Urban Land Institute
As world populations continue to increase developing New Towns as “integrated viable economies” could provide an alternative to the current “relocation-oriented” strategy, which has failed to effectively address the problems of informal dwellers, housing backlog, urban congestion and the continuing and seemingly relentless influx of people to cities.
In the UK the revival of New Town Development –coined Garden Cities once again by the Government following the ideas espoused by Ebenezer Howard – has surfaced as a result of the significant under-performance of house building industry over the last 20 years: too many people, not enough housing.
A particular concern is the potential loss of green spaces and important agricultural land. The green-field New Towns of the past paid little heed to today’s environmental restrictions. Yet 92 per cent of Great Britain remains undeveloped. We could develop a small fraction of our least attractive land and leave our countryside and existing communities largely unaffected. But can this be done with public support?

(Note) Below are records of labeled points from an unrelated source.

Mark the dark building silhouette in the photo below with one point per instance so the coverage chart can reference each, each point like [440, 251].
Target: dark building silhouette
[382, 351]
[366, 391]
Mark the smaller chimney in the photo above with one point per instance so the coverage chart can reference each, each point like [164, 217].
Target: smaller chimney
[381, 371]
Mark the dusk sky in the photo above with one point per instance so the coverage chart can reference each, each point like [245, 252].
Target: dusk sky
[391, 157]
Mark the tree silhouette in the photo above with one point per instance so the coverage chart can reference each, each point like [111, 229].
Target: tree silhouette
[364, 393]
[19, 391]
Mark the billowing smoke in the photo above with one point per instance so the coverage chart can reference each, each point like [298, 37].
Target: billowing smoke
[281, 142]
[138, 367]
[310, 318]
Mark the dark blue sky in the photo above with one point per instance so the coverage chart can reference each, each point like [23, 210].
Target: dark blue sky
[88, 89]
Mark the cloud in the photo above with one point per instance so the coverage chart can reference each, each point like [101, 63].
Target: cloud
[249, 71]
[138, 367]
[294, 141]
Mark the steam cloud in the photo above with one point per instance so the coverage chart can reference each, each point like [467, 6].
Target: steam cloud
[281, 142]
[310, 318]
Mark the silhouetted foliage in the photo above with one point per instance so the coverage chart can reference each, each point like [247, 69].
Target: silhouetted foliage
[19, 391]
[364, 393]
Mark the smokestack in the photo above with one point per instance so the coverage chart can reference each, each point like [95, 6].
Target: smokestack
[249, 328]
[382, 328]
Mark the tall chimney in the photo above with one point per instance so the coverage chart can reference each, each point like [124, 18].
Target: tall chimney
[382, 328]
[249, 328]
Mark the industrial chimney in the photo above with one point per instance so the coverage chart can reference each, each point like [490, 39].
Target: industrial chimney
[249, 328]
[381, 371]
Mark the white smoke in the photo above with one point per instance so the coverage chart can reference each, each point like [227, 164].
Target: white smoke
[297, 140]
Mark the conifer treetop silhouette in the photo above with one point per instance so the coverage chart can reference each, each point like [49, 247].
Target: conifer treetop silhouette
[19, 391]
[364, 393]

And what of the situation around the World? Mega-cities are being created placing huge pressures on infrastructure and the economy, often flanked by unplanned settlements with high levels of social deprivation. Whilst in China for example there is a plethora of Ghost Cities providing millions of square metres of space that are completely unoccupied.
This website aims to bring together ideas and information about New Town Development around the world; identifying successful schemes; highlighting pitfalls and endeavoring to reach conclusions that can help planners and those responsible for New Town development.